The whole orbital tower concept doesn't make sense. The idea in Gundam00 is that the fossil fuels are gone so the world turned to solar power from space. The superpowers made three(!) orbital towers, and are now controlling the world energy. Those towers reportedly use microwaves to beam down the electricity... why even bother to build a tower? Just beam down the energy directly using those microwaves and a station on the ground to collect.
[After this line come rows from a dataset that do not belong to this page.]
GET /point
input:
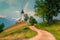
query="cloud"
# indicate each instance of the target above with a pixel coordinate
(17, 11)
(31, 13)
(16, 19)
(26, 6)
(2, 16)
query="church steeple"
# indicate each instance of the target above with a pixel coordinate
(22, 12)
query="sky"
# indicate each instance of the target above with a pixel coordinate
(12, 8)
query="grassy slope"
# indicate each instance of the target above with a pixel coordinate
(54, 29)
(18, 32)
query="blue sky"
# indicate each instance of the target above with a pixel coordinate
(8, 8)
(12, 8)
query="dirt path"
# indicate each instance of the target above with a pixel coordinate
(42, 35)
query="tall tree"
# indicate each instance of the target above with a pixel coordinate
(32, 20)
(47, 9)
(1, 27)
(26, 17)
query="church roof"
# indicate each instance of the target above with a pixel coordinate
(22, 12)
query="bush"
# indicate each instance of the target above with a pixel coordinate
(1, 27)
(32, 20)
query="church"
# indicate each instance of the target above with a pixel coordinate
(22, 16)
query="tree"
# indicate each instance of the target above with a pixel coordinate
(26, 17)
(32, 20)
(47, 9)
(1, 27)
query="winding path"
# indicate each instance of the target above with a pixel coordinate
(42, 35)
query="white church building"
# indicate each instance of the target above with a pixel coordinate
(22, 16)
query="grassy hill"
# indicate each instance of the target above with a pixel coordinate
(54, 28)
(17, 31)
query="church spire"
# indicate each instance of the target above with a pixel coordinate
(22, 12)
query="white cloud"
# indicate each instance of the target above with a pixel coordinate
(2, 16)
(16, 19)
(17, 11)
(26, 6)
(31, 13)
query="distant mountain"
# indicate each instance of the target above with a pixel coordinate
(7, 22)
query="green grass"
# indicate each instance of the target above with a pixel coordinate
(54, 28)
(27, 32)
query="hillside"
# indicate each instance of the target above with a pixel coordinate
(19, 30)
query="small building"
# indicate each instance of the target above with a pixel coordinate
(22, 16)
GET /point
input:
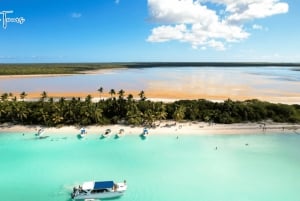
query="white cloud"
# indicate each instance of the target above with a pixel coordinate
(76, 15)
(193, 22)
(257, 27)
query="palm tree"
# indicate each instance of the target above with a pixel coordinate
(130, 97)
(4, 96)
(44, 95)
(142, 95)
(112, 92)
(23, 95)
(121, 94)
(10, 95)
(100, 90)
(179, 113)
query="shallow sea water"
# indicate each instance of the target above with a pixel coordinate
(160, 168)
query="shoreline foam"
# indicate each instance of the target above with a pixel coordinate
(166, 127)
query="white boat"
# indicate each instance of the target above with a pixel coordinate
(82, 132)
(40, 132)
(107, 133)
(145, 132)
(121, 133)
(99, 190)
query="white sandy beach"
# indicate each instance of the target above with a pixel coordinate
(166, 127)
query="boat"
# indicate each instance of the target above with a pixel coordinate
(40, 132)
(121, 133)
(99, 190)
(145, 132)
(82, 132)
(107, 133)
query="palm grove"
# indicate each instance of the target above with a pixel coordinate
(120, 109)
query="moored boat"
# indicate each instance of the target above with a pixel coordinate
(107, 133)
(82, 132)
(121, 133)
(99, 190)
(145, 132)
(40, 132)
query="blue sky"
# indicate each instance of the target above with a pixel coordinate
(150, 30)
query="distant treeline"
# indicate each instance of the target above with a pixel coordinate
(118, 108)
(74, 68)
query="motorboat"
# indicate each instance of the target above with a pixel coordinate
(145, 132)
(99, 190)
(107, 133)
(121, 133)
(40, 132)
(82, 132)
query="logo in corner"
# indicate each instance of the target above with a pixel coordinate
(5, 19)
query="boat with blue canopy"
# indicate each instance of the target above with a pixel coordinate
(99, 190)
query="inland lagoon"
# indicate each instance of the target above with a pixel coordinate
(251, 167)
(275, 84)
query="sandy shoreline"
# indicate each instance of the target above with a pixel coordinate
(166, 127)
As added war "bonus" they could even fry away their enemies by diverting the beam elsewhere once in a while.

46 Name: Random Anime Otaku : 2007-11-14 11:02 ID:9HcqOAbA

Space elevators are silly, You could probably build a large space station (Don't even need that if you've got a low gravity moon) and a giant railgun on a mountain for 10% of the cost and materials required for one.
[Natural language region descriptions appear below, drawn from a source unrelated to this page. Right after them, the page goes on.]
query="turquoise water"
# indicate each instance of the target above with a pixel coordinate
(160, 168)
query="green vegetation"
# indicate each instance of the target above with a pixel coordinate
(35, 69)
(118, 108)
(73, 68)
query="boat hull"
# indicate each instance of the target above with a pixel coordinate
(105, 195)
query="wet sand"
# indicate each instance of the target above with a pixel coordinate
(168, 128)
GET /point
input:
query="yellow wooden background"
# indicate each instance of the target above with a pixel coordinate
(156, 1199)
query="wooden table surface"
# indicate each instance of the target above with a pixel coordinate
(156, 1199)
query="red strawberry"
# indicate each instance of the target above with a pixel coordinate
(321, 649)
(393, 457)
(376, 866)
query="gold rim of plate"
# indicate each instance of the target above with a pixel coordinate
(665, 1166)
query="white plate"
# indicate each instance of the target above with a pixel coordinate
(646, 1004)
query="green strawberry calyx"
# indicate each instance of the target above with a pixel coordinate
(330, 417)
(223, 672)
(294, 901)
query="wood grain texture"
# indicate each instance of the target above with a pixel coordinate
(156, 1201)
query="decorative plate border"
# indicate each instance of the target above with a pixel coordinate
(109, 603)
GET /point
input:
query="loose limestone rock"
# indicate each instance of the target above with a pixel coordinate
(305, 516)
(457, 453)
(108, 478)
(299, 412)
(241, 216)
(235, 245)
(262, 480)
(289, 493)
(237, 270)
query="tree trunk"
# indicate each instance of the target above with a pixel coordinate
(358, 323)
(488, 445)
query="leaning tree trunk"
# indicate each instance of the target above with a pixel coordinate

A lot of useful stuff here:
http://www.projectrho.com/rocket/

47 Name: Random Anime Otaku : 2007-11-14 12:47 ID:9HcqOAbA

Oh, And as to the visibility of lasers, I got to see one of the Tactical High-Energy Lasers the US Military is working on tested a couple years back, I didn't note any visible light but when we watched the videos in either IR or NV (I forget witch), We did see beam of light show up and hit the rocket.

48 Name: Random Anime Otaku : 2007-11-14 21:59 ID:Heaven

>>46 It's probably also safer. Cut off the counterweight for the elevator and that's a whole lotta spaghetti wrapping itself around the Earth.

49 Name: Random Anime Otaku : 2007-11-15 23:57 ID:Heaven

>>48

It is generally estimated the cable would burn up when hitting the atmosphere.

50 Name: Random Anime Otaku : 2007-11-19 18:31 ID:Heaven

>>49
A burning spaguetti wrapping itself around the earth. Now that's a creepy mental image =)

51 Name: Random Anime Otaku : 2007-11-20 00:39 ID:Heaven

>>45
There was a similar idea in a Ben Bova book I read a while back called Mercury, IIRC it has something to do with solar wind hitting the ionosphere and generating static electricity.

52 Name: Random Anime Otaku : 2007-12-11 19:01 ID:o59EiwEi

You would hear anything that is touching the camera, and nothing that isn't. Therefore indoor views are bettar.